2075 Set A Q.No. 106 A Carnot engine has 40% efficiency with a sink at 10°C. By how many degrees should the temperature of the source be increased in order to raise the efficiency to 65%?​

Answer 1

Step-by-step explanation:

efficiency of a carnot engine is given by η = 1 – (T2/T1)

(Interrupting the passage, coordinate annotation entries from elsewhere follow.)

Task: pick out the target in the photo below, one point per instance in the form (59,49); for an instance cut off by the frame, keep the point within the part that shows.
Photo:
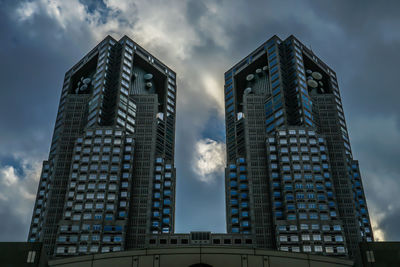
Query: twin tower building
(291,181)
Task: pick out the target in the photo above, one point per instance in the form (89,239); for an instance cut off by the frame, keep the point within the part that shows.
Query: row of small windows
(317,248)
(307,237)
(84,249)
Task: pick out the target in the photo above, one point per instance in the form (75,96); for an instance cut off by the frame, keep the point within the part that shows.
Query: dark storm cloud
(358,39)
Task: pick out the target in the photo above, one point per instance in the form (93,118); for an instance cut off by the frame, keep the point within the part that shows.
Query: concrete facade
(201,256)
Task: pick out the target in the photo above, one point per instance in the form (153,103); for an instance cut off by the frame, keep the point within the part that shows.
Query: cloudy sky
(200,40)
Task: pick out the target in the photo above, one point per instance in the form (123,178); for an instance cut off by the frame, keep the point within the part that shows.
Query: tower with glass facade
(291,180)
(110,179)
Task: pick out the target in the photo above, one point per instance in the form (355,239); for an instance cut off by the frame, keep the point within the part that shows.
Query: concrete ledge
(215,256)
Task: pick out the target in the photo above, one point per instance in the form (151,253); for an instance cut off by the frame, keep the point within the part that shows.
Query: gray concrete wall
(214,256)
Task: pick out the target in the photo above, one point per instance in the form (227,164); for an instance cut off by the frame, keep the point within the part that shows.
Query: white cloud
(18,187)
(209,159)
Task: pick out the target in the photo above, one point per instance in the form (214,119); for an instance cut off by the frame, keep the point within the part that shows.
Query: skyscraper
(291,179)
(110,177)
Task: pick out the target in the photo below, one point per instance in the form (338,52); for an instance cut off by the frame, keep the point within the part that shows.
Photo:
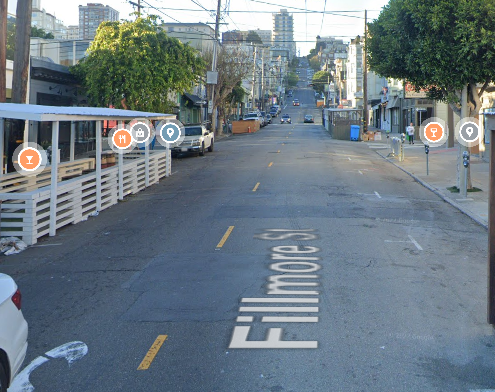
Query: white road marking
(45,245)
(245,319)
(282,300)
(285,309)
(289,320)
(415,242)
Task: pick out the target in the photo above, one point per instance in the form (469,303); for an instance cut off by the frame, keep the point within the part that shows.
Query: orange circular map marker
(122,139)
(29,159)
(434,132)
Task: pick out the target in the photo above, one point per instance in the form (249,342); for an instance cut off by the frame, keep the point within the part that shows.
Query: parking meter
(465,159)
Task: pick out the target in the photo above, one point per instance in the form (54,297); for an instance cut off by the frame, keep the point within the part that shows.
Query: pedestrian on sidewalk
(410,133)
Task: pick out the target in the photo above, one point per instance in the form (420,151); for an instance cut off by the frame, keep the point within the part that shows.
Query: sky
(344,19)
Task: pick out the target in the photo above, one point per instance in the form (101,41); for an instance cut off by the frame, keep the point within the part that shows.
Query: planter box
(248,126)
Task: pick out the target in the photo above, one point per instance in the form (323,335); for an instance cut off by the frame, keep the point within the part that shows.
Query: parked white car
(13,332)
(196,140)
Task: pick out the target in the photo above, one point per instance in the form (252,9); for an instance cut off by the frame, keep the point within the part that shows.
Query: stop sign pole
(491,230)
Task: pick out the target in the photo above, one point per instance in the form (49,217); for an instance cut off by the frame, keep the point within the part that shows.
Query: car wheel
(3,379)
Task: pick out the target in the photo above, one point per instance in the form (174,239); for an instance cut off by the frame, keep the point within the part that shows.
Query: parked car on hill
(308,118)
(13,332)
(285,119)
(196,140)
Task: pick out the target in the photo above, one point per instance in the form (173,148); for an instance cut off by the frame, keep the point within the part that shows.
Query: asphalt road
(399,278)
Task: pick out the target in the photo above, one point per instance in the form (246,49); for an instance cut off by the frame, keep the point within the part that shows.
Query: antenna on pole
(138,5)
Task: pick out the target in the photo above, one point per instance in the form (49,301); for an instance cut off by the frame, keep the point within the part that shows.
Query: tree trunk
(3,51)
(21,55)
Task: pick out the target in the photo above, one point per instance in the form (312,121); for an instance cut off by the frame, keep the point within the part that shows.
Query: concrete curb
(438,193)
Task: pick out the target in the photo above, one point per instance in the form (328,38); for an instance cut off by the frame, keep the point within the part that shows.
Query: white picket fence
(26,215)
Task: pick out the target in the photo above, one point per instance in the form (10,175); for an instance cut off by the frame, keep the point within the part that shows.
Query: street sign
(211,77)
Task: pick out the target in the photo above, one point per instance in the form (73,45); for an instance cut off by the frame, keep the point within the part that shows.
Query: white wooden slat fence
(27,214)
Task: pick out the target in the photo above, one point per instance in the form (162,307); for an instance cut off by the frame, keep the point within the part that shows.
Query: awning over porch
(73,113)
(393,103)
(57,114)
(195,99)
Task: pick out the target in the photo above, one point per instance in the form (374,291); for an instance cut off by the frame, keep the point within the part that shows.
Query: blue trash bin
(355,132)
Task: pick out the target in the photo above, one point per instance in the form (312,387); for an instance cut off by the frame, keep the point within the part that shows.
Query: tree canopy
(320,80)
(135,65)
(233,66)
(437,45)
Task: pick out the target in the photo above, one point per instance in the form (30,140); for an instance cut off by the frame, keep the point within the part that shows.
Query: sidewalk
(442,174)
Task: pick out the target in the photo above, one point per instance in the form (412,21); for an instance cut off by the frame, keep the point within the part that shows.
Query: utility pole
(3,51)
(262,81)
(461,169)
(214,65)
(138,5)
(21,54)
(365,74)
(254,78)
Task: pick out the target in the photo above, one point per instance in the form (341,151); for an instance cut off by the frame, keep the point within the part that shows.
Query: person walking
(410,133)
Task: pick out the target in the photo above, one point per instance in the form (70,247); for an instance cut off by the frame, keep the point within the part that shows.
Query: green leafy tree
(437,45)
(233,65)
(292,79)
(441,46)
(320,80)
(135,65)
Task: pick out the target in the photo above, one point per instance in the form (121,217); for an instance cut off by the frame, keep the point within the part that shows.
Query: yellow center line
(150,356)
(225,237)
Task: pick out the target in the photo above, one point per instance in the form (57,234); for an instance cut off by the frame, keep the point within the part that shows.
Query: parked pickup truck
(197,139)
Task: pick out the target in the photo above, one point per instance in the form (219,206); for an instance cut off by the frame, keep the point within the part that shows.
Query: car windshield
(193,131)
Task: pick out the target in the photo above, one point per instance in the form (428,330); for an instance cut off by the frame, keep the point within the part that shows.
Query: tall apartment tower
(91,16)
(283,33)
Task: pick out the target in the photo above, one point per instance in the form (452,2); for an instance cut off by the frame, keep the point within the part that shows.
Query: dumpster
(355,132)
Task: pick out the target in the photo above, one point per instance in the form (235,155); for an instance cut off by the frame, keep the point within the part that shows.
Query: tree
(40,33)
(320,80)
(254,38)
(233,65)
(314,62)
(292,79)
(440,46)
(135,65)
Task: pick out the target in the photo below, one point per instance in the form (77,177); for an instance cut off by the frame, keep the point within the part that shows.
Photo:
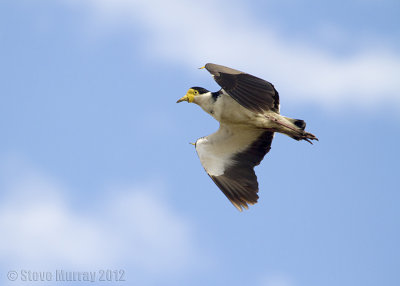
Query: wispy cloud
(132,227)
(191,34)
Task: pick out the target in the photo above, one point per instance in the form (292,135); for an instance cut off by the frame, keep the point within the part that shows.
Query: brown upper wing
(252,92)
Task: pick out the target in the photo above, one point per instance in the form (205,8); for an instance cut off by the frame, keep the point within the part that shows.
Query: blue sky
(95,167)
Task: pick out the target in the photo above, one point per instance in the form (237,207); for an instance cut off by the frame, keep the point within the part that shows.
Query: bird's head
(192,93)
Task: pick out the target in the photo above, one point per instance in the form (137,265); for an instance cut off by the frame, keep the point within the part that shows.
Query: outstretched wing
(229,157)
(252,92)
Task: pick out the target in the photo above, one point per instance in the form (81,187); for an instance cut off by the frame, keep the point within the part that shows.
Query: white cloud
(132,227)
(276,280)
(193,33)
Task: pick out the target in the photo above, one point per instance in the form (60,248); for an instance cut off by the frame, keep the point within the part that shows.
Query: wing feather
(229,157)
(254,93)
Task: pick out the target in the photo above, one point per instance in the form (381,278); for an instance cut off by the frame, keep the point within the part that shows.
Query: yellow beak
(185,98)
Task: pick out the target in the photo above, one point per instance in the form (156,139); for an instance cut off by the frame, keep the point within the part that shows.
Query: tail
(301,135)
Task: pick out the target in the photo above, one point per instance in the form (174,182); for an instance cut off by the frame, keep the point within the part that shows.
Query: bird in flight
(247,109)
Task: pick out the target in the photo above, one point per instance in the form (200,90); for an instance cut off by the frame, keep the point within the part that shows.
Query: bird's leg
(276,120)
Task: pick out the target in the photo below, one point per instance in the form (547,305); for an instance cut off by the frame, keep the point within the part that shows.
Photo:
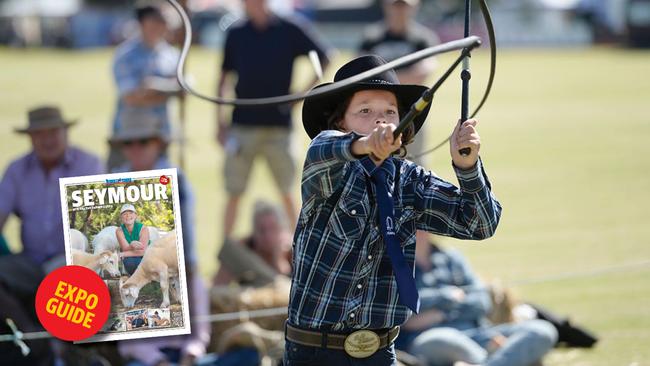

where T1 = source temperature , T2 = sink temperature

T2 = 10⁰C = 273+10 = 282 K

Case I: η = 40%

Therefore, η = 40% = 0.4 = 1 - (283/T1)

So, T1 = 283/0.6 = 471.67 K

Case II: η = 65%

Therefore, η = 65% = 0.65 = 1 - (283/T1)

So, T1 = 283/0.35 = 808.57 K

Difference of temps. of case I and case II = 808.57 - 471.67 = 336.9⁰C

Answer 2

Step-by-step explanation:

Efficiency of a Carnot engine = 1 – (T2/T1) ;

where T1 = source temperature and T2 = sink temperature

T2 = 10⁰C = 273+10 = 283K

The initial efficiency = 40%

So 0.4 = 1 - (283/Initial T1)

Initial T1 = 283/(1-0.4) = 471.67 K

To raise efficiency to 65%

0.65 = 1 - (283/Increased T1)

Increased T1 = 283/(1-0.65) = 808.57 K

The source temperature must be increased by 808.57 - 471.67 = 336.9 K or 336.9°C.